The additional storage will be available for the next five years.
Shane Glass Program Manager at Google Cloud Public Dataset Program said in a blog: “We also continuing to curate and host datasets in BigQuery so users can leverage BigQuery Machine Learning to analyze data with machine learning using standard SQL queries… so that our users can JOIN their private data and the world’s public data with as little time and effort as possible.”
Public Datasets
Public datasets on the Google Cloud Platform provide a resource of contrasting datasets that are freely hosted and maintained. These datasets can be accessed and analysed using varying analytics software. Researchers can use open source software like Apache Spark or they can use Google Cloud Dataflow or BigQuery.
Google BigQuery is an enterprise data warehouse which allows people to conduct fast Structured Query Language queries on Google clouds infrastructure. Users can access BigQuery by using a web user interface or by access it through a command-line tool.
See Also: Google Cloud Announces Collaborations with Accenture and GitHub
The offering is fully managed, so companies do not have to setup any resources prior to using it such as virtual machines or disks.
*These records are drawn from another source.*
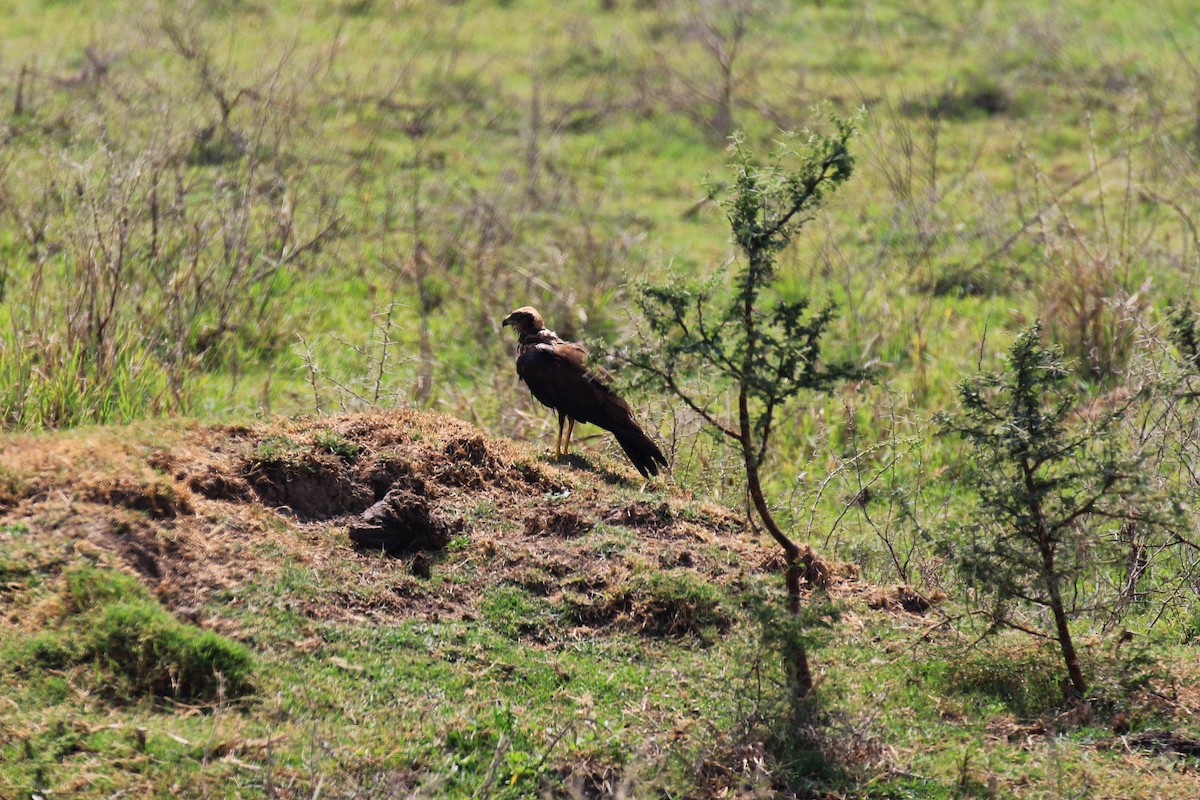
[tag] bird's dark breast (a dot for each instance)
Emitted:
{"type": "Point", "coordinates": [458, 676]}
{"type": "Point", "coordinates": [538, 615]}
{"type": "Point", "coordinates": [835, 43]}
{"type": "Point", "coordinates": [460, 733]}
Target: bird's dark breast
{"type": "Point", "coordinates": [567, 386]}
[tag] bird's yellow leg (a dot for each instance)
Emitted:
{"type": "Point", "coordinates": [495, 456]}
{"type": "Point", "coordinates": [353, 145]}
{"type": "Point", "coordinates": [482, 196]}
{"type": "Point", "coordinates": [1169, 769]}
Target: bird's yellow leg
{"type": "Point", "coordinates": [570, 428]}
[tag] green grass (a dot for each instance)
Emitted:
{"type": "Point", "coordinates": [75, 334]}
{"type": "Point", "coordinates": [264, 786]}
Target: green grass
{"type": "Point", "coordinates": [1008, 154]}
{"type": "Point", "coordinates": [124, 644]}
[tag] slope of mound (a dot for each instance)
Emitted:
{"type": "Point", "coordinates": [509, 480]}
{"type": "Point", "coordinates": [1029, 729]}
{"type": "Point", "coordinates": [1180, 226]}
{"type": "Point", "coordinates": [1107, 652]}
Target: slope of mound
{"type": "Point", "coordinates": [199, 511]}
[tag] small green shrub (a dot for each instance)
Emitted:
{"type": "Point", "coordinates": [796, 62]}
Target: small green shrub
{"type": "Point", "coordinates": [336, 444]}
{"type": "Point", "coordinates": [136, 645]}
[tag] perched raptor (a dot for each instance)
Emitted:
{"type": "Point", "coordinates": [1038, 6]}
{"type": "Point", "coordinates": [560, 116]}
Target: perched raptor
{"type": "Point", "coordinates": [555, 371]}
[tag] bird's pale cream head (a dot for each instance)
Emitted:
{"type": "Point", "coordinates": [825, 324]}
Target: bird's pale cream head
{"type": "Point", "coordinates": [526, 319]}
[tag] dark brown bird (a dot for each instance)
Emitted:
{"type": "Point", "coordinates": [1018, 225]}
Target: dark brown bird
{"type": "Point", "coordinates": [555, 371]}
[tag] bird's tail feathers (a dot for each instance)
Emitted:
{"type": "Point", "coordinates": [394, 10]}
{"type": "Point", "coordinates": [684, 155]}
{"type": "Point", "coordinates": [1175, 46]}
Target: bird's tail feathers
{"type": "Point", "coordinates": [641, 450]}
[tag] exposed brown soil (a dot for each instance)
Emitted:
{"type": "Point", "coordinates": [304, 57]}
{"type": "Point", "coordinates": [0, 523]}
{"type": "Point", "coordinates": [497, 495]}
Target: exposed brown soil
{"type": "Point", "coordinates": [198, 511]}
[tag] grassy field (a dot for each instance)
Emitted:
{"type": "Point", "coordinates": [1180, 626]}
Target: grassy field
{"type": "Point", "coordinates": [249, 229]}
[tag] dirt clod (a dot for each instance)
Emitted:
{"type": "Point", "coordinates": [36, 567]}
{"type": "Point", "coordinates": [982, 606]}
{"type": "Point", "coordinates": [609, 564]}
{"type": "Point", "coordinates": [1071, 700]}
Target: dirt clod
{"type": "Point", "coordinates": [558, 522]}
{"type": "Point", "coordinates": [399, 523]}
{"type": "Point", "coordinates": [901, 597]}
{"type": "Point", "coordinates": [317, 488]}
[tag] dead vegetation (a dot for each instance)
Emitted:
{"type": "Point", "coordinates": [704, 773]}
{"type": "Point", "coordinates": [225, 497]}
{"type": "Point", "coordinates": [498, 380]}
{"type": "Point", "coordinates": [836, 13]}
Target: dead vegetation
{"type": "Point", "coordinates": [375, 504]}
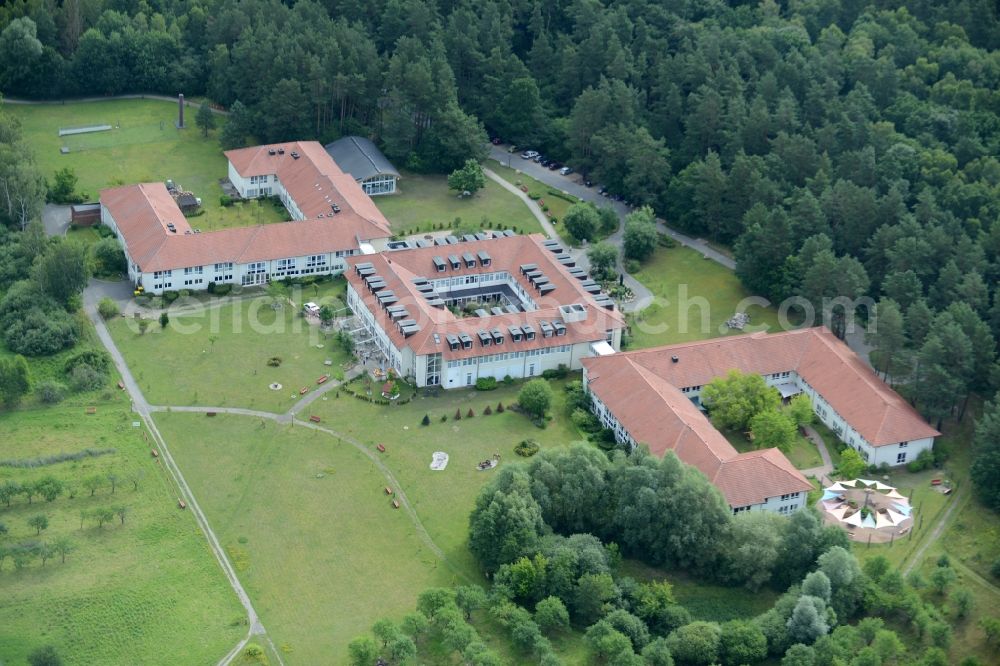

BigQuery ML lets users utilises machine learning to create and execute learning models which can be used to analyse the large date sets held on site. Currently BigQuery ML supports two types of models; binary logistic regression and linear regression.
On Google Clouds blog they state that: “BigQuery ML democratizes the use of ML by empowering data analysts, the primary data warehouse users, to build and run models using existing business intelligence tools and spreadsheets. This enables business decision making through predictive analytics across the organization.”
Shane Glass added: “We are particularly focused on making available datasets that can support BigQuery’s new GIS capabilities like BigQuery Geo Viz.”